I'm not sure it's possible to know a general answer to that, since Python is used in such a wide variety of contexts.
In my own programming, I use lists that can contain objects of different types often enough for that use case to be significant for me.
One other thing to keep in mind is that Python has duck typing, so, for example, if you are iterating over a list and retrieving the same attribute or calling the same method on each object, that doesn't require each object to be of the same type, just to have an attribute with the required name, or a method with the required name and calling signature.
At that point, you need pointers anyway, so mixed type doesn't add much overhead. Especially given that you need to handle mixed concrete types even if you have single “typechecking” types because of inheritance (including via declared ABCs and union types.
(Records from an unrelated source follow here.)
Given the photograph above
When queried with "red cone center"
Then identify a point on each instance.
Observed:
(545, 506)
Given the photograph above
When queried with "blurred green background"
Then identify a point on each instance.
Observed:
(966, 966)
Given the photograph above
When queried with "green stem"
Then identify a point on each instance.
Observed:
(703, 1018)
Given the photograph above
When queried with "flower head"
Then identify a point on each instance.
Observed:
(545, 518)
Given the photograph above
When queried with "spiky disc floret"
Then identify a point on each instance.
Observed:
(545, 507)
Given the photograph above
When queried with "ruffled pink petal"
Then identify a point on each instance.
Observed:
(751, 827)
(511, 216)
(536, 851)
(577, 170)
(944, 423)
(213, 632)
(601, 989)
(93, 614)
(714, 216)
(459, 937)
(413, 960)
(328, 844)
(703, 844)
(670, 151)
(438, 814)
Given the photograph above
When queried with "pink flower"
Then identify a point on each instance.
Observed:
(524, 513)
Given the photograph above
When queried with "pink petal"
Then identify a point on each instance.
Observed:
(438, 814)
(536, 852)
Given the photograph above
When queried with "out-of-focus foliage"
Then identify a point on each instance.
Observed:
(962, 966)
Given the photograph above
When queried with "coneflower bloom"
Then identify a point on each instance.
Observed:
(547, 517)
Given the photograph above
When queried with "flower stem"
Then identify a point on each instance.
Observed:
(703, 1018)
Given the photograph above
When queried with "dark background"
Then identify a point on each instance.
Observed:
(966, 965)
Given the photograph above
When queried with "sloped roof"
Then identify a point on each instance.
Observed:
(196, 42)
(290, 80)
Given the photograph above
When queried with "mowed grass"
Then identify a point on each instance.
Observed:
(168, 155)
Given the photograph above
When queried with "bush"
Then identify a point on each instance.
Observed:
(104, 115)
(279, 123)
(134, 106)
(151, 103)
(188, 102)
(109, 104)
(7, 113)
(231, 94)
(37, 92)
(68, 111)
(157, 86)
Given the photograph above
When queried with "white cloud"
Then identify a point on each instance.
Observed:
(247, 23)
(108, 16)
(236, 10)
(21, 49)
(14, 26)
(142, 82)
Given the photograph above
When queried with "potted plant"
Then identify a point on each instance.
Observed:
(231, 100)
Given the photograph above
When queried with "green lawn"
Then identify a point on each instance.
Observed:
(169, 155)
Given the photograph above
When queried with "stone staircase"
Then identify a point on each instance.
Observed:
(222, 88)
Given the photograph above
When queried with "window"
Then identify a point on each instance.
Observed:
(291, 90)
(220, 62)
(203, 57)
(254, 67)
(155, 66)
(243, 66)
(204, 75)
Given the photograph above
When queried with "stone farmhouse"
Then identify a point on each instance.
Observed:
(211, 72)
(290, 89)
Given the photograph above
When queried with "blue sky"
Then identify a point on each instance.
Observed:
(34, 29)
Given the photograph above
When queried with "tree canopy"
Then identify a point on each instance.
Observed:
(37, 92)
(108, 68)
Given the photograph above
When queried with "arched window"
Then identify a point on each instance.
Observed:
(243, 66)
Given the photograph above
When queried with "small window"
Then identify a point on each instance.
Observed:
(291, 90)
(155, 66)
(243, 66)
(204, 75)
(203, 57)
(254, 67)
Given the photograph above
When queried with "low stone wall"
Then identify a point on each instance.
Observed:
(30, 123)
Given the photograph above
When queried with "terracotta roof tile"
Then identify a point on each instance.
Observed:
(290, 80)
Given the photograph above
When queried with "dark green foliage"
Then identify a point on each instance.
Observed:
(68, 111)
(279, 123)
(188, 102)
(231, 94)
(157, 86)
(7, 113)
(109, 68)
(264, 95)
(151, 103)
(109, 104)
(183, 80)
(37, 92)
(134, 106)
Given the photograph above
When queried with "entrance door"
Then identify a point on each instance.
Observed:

For heterogeneous collections with a fixed length, I tend to use a tuple. That makes more sense to me, conceptually (coming from C++).
Everything's passed by reference, so the list has to contain pointers even if you know all its elements have the same type. And some objects can change their type by assigning to __class__, which can happen from a distance (because everything is by reference).
A careful implementation can solve this for some builtin types. PyPy does it for ints: if a list only contains ints it's represented as a proper numeric array. But then as soon as you append some other type the whole list is converted to a more expensive more traditional representation.
PyPy's ints still have to pretend to be heap-allocated objects at all times. In particular they have to do something tricky with the id() function, which on CPython just returns an object's memory address. The return value has to be unique and consistent for as long as an object lives.
Arrays are widely used in Python for serious work (mostly NumPy arrays, either directly or via higher-level libraries, not the stdlib ones.)
Could you kindly explain this part in detail?
Its curious that for Python this is blog post material, but for Go it's intrinsic to understanding the performance and usage of slices or maps, or in Java (and other langs) would be referenced merely by the class name ArrayList. The fact that so much can be done effectively in Python without always having to think about such details is an achievement of the language and ecosystem of libraries and packages.